Structure of TFIID. (A) Structure of TFIID and of its complexes with TFIIA, DNA and the Rap1 activator. (B) Structure of the core-TFIID at 11.4 Å resolution and fitting of the known atomic structures. (C) Position of the core-TFIID within the complete TFIID complex. The bar represents 7.6 nm in (A), 5 nm in (B) and 5.8 nm in (C)

Conclusions

The development of cryo-EM and image analysis software has provided new insights into the structural organization and the dynamic reorganization of large macromolecular complexes. Recent improvements in electron microscopy instrumentation allow for automated processing and recording of large image datasets, with an improved image quality due to more stable cold stages and advanced electron optics. With these developments unprecedented close to atomic resolutions were obtained for highly symmetric biological assemblies such as icosahedral viruses.

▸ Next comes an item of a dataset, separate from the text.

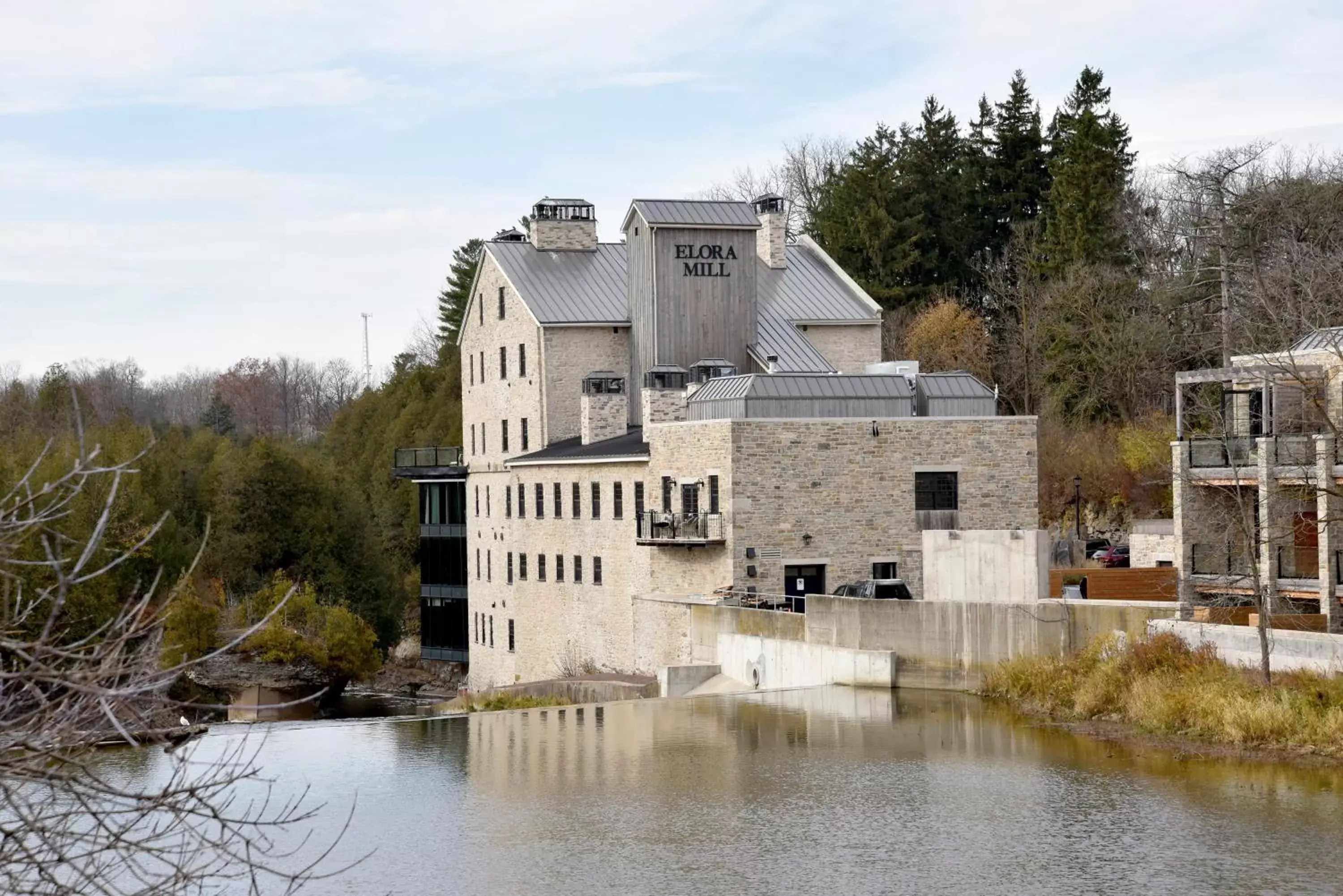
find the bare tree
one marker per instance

It can be anticipated that the analysis of large datasets as well as new data acquisition strategies that compensate for particle movement during acquisition, will routinely provide molecular models better than 5A in the near future. The analysis of molecular flexibility still requires algorithmic developments to describe concomitantly the high resolution structure and the continuous conformational space of a macromolecular complex. The unique asset of Cryo-EM however resides in the possibility to record images of single particles which collectively contain both structural and dynamic information.